MFC 28: Supremacy was a mixed martial arts event held by the Maximum Fighting Championship (MFC) on February 25, 2011 at the River Cree Casino in Enoch, Alberta.

==Background==
Antonio McKee was originally scheduled to defend his lightweight title against Drew Fickett. However, McKee was forced to withdraw from the bout and was replaced by UFC veteran Matt Veach.

==Results==
===Main Card===
- MFC Light Heavyweight Championship bout: CAN Ryan Jimmo vs. CAN Dwayne Lewis
Jimmo defeated Lewis via TKO (doctor stoppage) at 3:13 of round 3 to win the vacant MFC Light Heavyweight Championship.

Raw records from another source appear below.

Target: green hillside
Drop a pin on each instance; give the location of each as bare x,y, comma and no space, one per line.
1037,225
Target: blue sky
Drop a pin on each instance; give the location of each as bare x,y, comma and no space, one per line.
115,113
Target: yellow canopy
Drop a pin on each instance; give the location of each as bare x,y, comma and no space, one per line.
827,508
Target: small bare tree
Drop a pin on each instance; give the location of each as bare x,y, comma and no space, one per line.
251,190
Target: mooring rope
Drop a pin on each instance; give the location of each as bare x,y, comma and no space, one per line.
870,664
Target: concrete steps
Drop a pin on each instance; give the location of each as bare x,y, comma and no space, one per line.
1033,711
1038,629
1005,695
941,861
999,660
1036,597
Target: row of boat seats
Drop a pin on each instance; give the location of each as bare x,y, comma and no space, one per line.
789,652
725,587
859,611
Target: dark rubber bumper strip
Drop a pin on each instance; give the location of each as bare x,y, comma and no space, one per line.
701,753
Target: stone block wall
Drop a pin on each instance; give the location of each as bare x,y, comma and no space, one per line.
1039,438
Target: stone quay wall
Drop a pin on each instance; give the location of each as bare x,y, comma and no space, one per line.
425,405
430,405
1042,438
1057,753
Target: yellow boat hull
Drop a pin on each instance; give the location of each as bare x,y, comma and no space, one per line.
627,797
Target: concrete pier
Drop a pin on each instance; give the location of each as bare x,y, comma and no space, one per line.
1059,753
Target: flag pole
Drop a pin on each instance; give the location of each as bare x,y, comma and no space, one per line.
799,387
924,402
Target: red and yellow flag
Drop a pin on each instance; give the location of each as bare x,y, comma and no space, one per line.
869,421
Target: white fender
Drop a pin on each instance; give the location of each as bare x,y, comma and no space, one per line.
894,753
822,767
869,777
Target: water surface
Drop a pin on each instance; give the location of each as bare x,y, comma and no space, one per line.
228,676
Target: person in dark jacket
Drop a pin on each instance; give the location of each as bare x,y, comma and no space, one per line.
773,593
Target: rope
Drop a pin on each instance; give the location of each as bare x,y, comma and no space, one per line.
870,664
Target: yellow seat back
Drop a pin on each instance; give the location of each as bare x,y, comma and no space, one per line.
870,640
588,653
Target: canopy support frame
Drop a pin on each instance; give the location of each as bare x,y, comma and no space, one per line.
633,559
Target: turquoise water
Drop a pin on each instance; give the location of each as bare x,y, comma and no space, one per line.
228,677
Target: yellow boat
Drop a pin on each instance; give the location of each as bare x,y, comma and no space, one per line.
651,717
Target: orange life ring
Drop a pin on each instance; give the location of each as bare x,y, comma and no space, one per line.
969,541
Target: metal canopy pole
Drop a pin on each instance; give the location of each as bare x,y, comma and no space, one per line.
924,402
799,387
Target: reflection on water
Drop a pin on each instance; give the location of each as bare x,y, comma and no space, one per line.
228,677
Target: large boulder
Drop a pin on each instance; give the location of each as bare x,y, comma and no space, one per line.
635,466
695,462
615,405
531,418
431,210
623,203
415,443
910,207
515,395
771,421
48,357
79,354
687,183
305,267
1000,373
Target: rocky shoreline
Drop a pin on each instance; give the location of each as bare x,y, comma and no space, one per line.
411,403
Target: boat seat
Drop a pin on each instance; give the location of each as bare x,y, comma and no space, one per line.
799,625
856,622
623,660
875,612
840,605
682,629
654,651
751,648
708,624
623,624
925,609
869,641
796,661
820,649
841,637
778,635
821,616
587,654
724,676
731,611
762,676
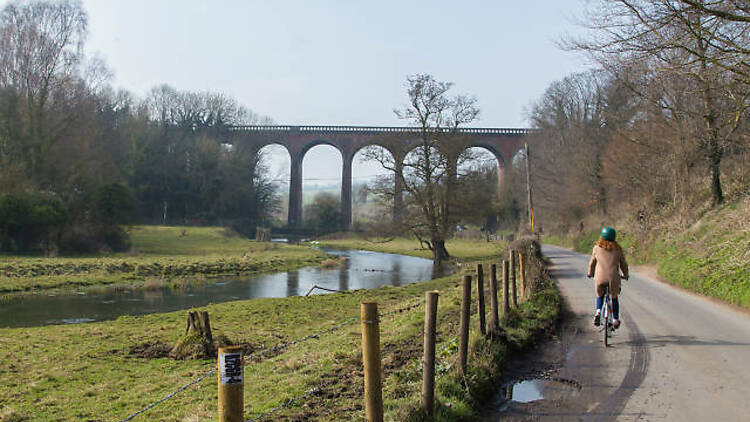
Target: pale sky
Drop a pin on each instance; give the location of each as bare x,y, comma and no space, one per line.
337,62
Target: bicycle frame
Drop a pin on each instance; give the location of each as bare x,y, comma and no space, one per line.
607,318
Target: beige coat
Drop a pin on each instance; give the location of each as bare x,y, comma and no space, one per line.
605,267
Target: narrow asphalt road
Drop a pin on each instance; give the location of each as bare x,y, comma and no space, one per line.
677,357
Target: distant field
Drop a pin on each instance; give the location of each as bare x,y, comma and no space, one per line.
459,248
108,370
160,253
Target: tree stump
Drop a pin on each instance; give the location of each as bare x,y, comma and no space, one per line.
197,342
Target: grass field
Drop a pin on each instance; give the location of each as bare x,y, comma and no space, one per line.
463,249
159,253
106,370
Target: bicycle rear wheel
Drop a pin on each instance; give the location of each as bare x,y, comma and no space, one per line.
605,321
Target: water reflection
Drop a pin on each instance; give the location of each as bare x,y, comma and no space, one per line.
361,270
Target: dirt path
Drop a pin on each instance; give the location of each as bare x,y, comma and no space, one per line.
677,357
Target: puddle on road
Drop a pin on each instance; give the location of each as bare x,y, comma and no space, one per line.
527,391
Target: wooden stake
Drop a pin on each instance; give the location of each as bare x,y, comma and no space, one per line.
231,384
494,321
480,299
463,346
528,188
428,368
371,360
506,293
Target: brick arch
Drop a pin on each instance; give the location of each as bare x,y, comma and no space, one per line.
502,142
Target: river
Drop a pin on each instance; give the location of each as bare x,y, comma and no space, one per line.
361,270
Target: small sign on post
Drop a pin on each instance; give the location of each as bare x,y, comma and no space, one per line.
231,384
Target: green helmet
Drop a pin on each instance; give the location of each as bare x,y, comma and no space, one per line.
608,233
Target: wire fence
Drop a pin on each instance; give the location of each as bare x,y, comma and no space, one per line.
444,359
270,351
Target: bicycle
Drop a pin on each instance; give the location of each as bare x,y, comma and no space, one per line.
607,316
608,319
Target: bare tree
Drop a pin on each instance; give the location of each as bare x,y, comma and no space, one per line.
41,48
427,174
684,40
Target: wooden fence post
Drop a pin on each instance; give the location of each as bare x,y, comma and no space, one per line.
428,367
231,384
513,277
480,297
494,321
463,346
506,293
371,361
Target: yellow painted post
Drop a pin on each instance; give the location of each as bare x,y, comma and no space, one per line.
512,260
428,367
522,273
371,361
231,384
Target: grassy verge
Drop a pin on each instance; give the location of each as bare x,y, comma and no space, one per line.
463,249
106,370
159,254
710,257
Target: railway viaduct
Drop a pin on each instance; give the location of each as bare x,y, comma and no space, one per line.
503,143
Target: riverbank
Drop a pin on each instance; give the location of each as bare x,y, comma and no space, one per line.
160,256
462,249
107,370
709,257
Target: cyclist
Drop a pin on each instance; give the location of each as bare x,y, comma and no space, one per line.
607,260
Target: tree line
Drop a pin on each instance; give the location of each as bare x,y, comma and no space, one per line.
79,158
659,130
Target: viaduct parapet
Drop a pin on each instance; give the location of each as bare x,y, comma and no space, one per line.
503,143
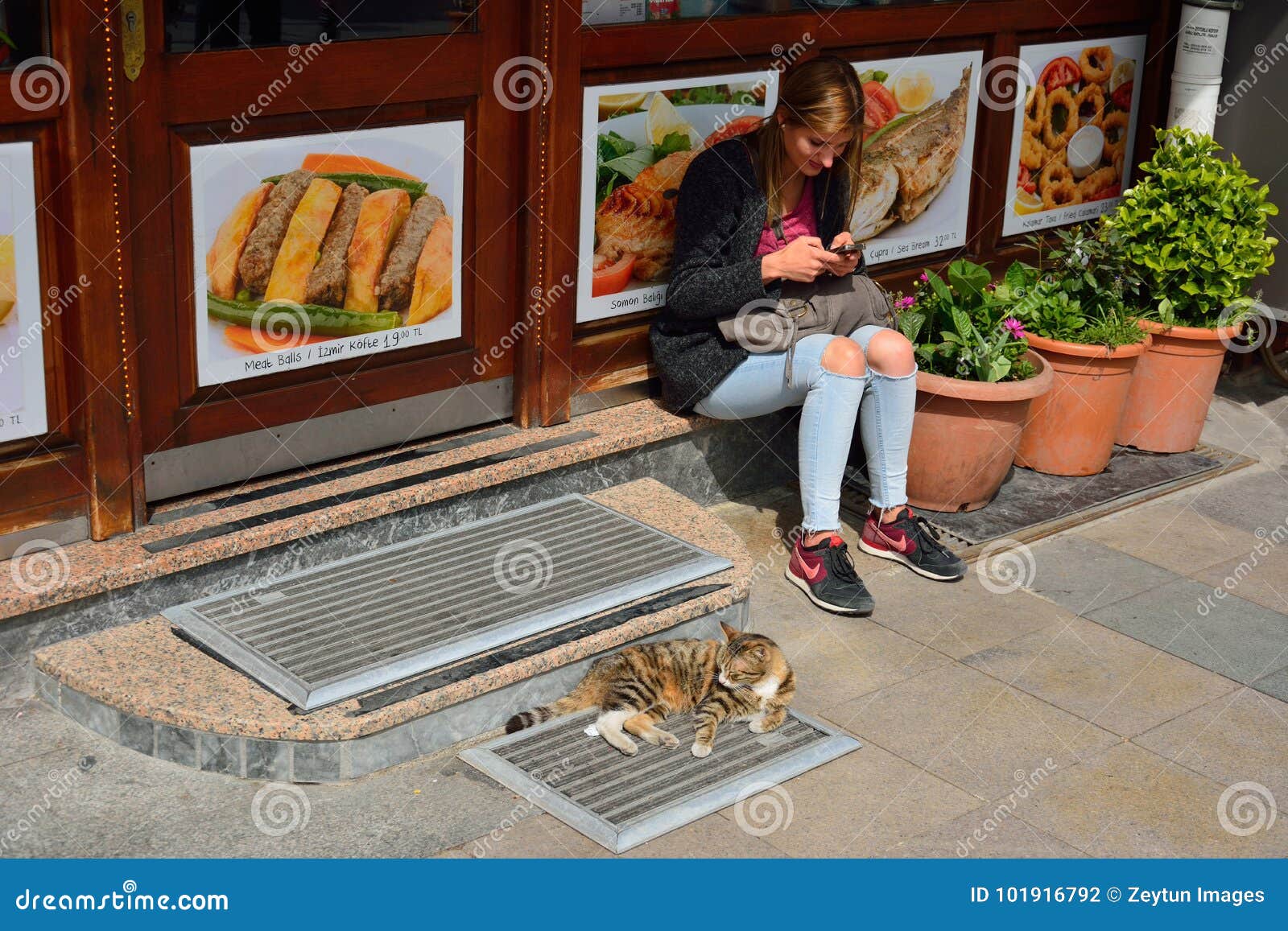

- Catchweight (160 lbs) bout: USA Drew Fickett vs. USA Matt Veach
Fickett defeated Veach via submission (armbar) at 0:36 of round 1.
- Lightweight bout: USA Richie Whitson vs. USA Curtis Demarce
Whitson defeated Demarce via split decision (28–29, 29–28, 29–28).
- Welterweight bout: USA Thomas Denny vs. CAN Sheldon Westcott
Denny and Westcott fought to a split draw (28–28, 28–27, 28–29).
- Light Heavyweight bout: USA Rodney Wallace vs. USA Emanuel Newton
Newton defeated Wallace via submission (rear naked choke) at 4:34 of round 2.
- Lightweight bout: USA Robert Washington vs. USA Tyrone Glover
Glover defeated Washington via split decision (29–28, 28–29, 29–28).
- Lightweight bout: CAN Dan Ring vs. CAN Garret Nybakken
Ring defeated Nybakken via submission (rear naked choke) at 2:21 of round 2.
- Catchweight (179 lb.) bout: CAN Brendan Kornberger vs. CAN Paapa Inkumsah
Kornberger defeated Inkumsah via unanimous decision.